Held was also founder and director of the Video Art Study Group at the J. Erik Jonsson Central Library in Downtown Dallas, where he worked as an arts librarian. Beginning in 1983, the group met monthly to view and discuss the latest developments in video art (Fig. 15). Using contacts he had made as a video librarian in New York State, Held brought in classic works like Nam June Paik’s You Can’t Lick Postcard Stamps in China and Bill Viola’s Chott El-djerd, giving interested Dallasites a taste of the ever-expanding world of video and new media art.64 Local video artist and enthusiast Bart Weiss was an active member of the group. In 1986, Held and Weiss organized a three-day festival—held concurrently at the Central Library and the Dallas Museum of Art—that would become the Video Association of Dallas’ annual VideoFest. That year, the DMA hosted two screenings: The Best of Dallas Video Art, which featured video works by Dallas artists James Chefchis, David Dowe, Jerry Hunt, John Leveranz, Victor Dada, Farley Scott, and others; and Video Art by Leading National Independent Producers, which included the world premiere of William Wegman’s The World of Photography and works by Steina and Woody Vasulka, John Sanborn, Skip Blumberg, Max Almy, and Ed Emshwiller. The Central Library had on view the Vasulkas’ six-monitor video installation The West.65

The first Dallas Video Festival, Rewinding into the Future, was held over four days in the fall of 1987, offering workshops, video installations, and numerous screenings of video work by local and international artists. Organized by Bart Weiss, it was designed “to trace the history of the video medium from the early days of television to the present, with a hint at what Weiss called ‘the technology of the future.’”66 Highlights included a program on the Pee-wee Herman Playhouse and the Dallas premieres of Jean-Luc Godard’s feature-length video Grandeur et Decadence and Ant Farm collective’s docudrama The Eternal Frame, which featured a reenactment of the John F. Kennedy assassination. In conjunction with the festival, video installations were on view throughout Dallas at venues like the downtown Neiman Marcus department store windows, with work by David Merkel; the University of Texas at Dallas, with work by Tom Giebink; and the Central Library, with work by Tom Grace.

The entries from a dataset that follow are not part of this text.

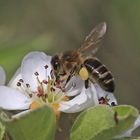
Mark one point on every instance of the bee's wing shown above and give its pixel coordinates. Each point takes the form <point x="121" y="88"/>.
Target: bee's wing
<point x="94" y="37"/>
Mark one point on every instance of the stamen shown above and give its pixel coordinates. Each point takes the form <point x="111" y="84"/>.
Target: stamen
<point x="113" y="104"/>
<point x="102" y="100"/>
<point x="46" y="66"/>
<point x="73" y="84"/>
<point x="27" y="85"/>
<point x="45" y="82"/>
<point x="21" y="80"/>
<point x="18" y="84"/>
<point x="36" y="73"/>
<point x="52" y="89"/>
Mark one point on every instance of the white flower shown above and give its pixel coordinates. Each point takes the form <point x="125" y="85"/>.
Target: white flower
<point x="128" y="133"/>
<point x="2" y="76"/>
<point x="32" y="86"/>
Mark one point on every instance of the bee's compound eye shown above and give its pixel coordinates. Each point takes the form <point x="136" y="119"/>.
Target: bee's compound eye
<point x="56" y="65"/>
<point x="55" y="62"/>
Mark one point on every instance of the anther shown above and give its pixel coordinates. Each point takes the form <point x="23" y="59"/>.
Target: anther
<point x="102" y="100"/>
<point x="52" y="89"/>
<point x="73" y="85"/>
<point x="113" y="104"/>
<point x="21" y="80"/>
<point x="45" y="81"/>
<point x="18" y="84"/>
<point x="46" y="66"/>
<point x="36" y="73"/>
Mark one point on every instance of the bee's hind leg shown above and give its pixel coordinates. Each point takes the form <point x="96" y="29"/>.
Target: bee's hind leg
<point x="86" y="83"/>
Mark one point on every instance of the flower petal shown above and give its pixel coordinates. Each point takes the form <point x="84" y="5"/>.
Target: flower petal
<point x="75" y="86"/>
<point x="17" y="76"/>
<point x="103" y="93"/>
<point x="11" y="99"/>
<point x="32" y="63"/>
<point x="2" y="76"/>
<point x="85" y="99"/>
<point x="128" y="133"/>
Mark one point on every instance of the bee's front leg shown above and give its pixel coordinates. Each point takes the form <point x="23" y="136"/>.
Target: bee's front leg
<point x="86" y="83"/>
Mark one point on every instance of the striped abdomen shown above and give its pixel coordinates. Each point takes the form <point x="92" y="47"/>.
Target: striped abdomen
<point x="100" y="74"/>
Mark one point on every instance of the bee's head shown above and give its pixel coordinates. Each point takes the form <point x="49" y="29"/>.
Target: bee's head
<point x="57" y="67"/>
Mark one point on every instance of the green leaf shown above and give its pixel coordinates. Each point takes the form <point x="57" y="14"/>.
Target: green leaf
<point x="37" y="125"/>
<point x="131" y="138"/>
<point x="2" y="130"/>
<point x="103" y="122"/>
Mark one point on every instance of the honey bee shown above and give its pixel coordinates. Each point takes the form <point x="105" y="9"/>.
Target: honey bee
<point x="74" y="63"/>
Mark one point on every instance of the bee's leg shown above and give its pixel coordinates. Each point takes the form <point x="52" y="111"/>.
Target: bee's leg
<point x="68" y="79"/>
<point x="86" y="83"/>
<point x="70" y="76"/>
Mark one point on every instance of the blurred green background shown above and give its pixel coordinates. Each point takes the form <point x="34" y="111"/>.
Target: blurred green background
<point x="55" y="26"/>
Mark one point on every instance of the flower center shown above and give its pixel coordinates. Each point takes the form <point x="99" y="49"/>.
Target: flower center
<point x="47" y="92"/>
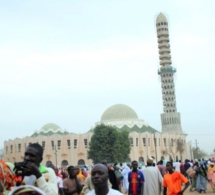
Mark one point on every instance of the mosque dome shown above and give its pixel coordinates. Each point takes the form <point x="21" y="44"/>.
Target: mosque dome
<point x="161" y="18"/>
<point x="49" y="129"/>
<point x="119" y="112"/>
<point x="123" y="117"/>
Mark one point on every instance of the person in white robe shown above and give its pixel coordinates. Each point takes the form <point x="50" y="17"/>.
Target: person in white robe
<point x="153" y="179"/>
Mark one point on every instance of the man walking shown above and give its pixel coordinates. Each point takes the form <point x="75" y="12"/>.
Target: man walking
<point x="36" y="174"/>
<point x="173" y="180"/>
<point x="153" y="179"/>
<point x="135" y="179"/>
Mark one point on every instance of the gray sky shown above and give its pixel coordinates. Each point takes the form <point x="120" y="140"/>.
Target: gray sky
<point x="67" y="61"/>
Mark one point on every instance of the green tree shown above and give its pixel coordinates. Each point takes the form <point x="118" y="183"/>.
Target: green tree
<point x="198" y="153"/>
<point x="108" y="143"/>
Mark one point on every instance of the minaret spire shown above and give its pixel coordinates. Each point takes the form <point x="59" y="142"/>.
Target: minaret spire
<point x="170" y="119"/>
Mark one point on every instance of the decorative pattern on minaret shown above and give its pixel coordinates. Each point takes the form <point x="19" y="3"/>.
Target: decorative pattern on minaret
<point x="171" y="121"/>
<point x="166" y="71"/>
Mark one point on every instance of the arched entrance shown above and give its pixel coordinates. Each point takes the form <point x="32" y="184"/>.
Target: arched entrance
<point x="64" y="163"/>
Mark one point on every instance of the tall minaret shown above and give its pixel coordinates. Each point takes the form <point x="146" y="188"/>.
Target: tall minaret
<point x="171" y="122"/>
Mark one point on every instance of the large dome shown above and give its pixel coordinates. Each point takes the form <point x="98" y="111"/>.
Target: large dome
<point x="119" y="112"/>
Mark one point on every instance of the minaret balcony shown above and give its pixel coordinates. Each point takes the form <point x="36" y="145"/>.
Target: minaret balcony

The annual Dallas VideoFest continues to bring cutting-edge video and new media work to the city. From the beginning, it has maintained a close connection to works by Texas artists through The Texas Show, a juried compilation of short-form works. The festival has been held in various places throughout the area, but it returned to the Dallas Museum of Art for its 25th anniversary in September 2012. In keeping with the first festival, the program took video art out of the museum and into the city. The larger-than-life installation Expanded Cinema used the curved walls of the Omni Hotel in Downtown Dallas as its screen.67 Curated by Bart Weiss, Carolyn Sortor, and Michael Morris, the video program had a simulcast soundtrack available on a local radio station and could be experienced from multiple viewpoints around the city.

Real estate prices in Downtown Dallas have prevented the area from becoming a truly viable place for artists to live and work. The nearby, affordable neighborhoods of Deep Ellum, Fair Park–South Dallas, and Oak Cliff historically have attracted more artists. The exception was the Screw Products Artist Studios, located at 1700 Routh Street in the southeast corner of the developing Arts District, where a group of artists converted a large two-story warehouse into partitioned studios. Painter Nadara Goodwin was one of the first to move her studio into the space in 1983 after securing the building with the help of a few other artists.68 She recalls that “the windows were all broken out, and the tin roof was banging. The owner told me if I could get five others to move in, he'd rent it. I must have dragged 20 artists through here, but none of them would take a chance. Finally I got three.”69 Though they were not allowed to live in the building, they were the only artists working in the Arts District. Screw Products Artist Studios lasted for several years until developers began eyeing the property for expansion. A midrise apartment complex eventually took its place.

The 1990s

The Arts District continued to be the main arts attraction in Downtown Dallas through the 1990s, but pockets of activity could be found in other areas. Small exhibitions were staged at the Downtown Central Library, and short-lived galleries like N. NO. 0 Gallery70 and the Bell Plaza Gallery at the Southwestern Bell Telephone Company71 provided alternatives to major DMA exhibitions.

After Sue Graze’s resignation in 1990, DMA director Richard R. Brettell appointed Annegreth Nill as curator of contemporary art in 1991. During Nill’s tenure, the Concentrations series was suspended and replaced temporarily by Encounters, a six-chapter series that paired internationally known artists with Texas counterparts.72 The program furthered the DMA’s commitment to local artists by giving them the opportunity to work with international stars while having their work shown in the Museum. Pairings included John Hernandez with Rainer Ganahl,73 Doug MacWithey with Cady Noland,74 and Tracy Hicks with Damien Hirst.75 Major acquisitions during Nill’s tenure included work by Christopher Wool (Fig. 16), Georg Herold,76 David Hammons,77 and Anish Kapoor (Fig. 17).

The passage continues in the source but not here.